Au sortir de la Deuxième Guerre mondiale, la consommation de masse vient tout bousculer. Pour les objets, on recherche dorénavant le « bon design », défini par le MoMA « comme une fusion complète de la forme et de la fonction, qui révèle une beauté pratique, simple et sensible ». De nouveaux matériaux se répandent. En tête de liste : le plastique, sur lequel mise Earl Silas Tupper pour créer ses populaires Tupperware qui transformeront le quotidien de bien des ménages. Comme les plats, le décor et les appareils adoptent des couleurs chatoyantes, redonnant à la pièce un caractère chaleureux et hospitalier.

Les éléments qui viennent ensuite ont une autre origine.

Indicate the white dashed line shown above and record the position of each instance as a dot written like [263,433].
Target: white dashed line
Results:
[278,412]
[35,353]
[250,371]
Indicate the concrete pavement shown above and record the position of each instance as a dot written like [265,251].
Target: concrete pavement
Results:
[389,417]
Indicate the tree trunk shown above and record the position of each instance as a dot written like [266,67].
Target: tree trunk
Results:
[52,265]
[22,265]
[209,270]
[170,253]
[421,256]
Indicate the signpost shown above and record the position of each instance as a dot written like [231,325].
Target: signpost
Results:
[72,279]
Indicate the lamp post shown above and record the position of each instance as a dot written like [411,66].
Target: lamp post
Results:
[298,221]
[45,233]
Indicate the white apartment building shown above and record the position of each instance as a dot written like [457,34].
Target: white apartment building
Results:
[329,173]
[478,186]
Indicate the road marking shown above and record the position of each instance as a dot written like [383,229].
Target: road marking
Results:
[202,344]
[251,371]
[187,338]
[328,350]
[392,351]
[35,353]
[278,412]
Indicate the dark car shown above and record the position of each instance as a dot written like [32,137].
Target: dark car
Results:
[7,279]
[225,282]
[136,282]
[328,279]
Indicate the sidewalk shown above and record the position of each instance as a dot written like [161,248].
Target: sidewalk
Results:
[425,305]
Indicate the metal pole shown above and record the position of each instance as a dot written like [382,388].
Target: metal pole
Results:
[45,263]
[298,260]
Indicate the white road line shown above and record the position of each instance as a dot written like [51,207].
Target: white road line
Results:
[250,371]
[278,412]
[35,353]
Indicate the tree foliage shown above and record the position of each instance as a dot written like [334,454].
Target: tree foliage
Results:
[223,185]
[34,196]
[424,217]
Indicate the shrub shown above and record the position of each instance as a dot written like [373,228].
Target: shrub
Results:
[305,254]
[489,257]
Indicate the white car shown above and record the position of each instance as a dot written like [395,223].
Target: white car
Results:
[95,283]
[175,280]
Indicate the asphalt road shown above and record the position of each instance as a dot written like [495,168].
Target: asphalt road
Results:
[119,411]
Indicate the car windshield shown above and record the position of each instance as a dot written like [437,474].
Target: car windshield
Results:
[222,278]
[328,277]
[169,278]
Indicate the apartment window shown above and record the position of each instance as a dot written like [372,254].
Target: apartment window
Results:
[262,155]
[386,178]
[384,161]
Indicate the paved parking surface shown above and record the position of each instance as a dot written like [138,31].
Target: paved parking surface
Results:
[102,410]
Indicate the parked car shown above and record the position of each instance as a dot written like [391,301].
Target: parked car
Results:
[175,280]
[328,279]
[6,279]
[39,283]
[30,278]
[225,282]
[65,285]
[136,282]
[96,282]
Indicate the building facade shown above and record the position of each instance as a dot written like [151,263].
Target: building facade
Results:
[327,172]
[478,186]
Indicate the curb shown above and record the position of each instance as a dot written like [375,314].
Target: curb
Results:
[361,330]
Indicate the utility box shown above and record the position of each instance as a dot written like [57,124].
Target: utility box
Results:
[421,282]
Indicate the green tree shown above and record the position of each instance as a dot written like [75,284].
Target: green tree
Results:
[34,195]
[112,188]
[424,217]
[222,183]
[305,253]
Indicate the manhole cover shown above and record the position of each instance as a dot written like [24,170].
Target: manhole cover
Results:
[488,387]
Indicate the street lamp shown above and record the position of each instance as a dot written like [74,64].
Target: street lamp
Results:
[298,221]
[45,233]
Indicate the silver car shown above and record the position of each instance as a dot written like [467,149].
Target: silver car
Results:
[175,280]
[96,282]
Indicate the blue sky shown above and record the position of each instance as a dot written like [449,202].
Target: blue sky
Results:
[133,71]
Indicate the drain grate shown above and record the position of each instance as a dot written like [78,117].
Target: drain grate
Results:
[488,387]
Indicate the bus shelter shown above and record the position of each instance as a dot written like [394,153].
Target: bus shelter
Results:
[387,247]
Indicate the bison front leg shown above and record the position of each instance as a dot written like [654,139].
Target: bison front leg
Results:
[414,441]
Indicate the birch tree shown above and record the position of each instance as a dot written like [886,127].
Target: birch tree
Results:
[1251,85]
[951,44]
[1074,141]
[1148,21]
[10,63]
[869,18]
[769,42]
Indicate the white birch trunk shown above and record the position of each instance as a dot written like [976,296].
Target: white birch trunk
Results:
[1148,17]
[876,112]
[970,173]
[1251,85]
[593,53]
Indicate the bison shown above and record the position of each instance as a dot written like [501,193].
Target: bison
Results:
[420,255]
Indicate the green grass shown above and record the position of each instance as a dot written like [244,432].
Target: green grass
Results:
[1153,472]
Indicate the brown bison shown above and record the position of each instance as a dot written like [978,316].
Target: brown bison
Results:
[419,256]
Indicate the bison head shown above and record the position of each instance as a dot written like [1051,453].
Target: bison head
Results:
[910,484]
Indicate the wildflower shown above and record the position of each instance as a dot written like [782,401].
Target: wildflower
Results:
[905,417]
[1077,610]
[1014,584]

Le dernier mot de l’exposition est accordé aux designers d’aujourd’hui, qui réinventent à leur tour les contours de la cuisine et son ergonomie. On y croise entre autres le flamboyant presse-citron de Philippe Starck.

 

Un aperçu du futur


Le Musée Stewart donne aussi un aperçu du futur. Écran tactile, verre dit « intelligent » et contenants comestibles pourraient bientôt s’intégrer à notre rituel du souper. Dignes d’un film de science-fiction qui a mal vieilli, des images de la « cuisine de demain » telle qu’imaginée en 1944 aiguisent l’esprit critique devant les récents pronostics.


À la mi-juillet s’ajoutera une exposition interactive intitulée Éclate tes papilles. On y retracera l’histoire d’aliments toujours présents dans nos garde-manger, remontant jus qu’à l’époque où les épiciers ne vendaient que des épices et où le chocolat se buvait plutôt que de se croquer.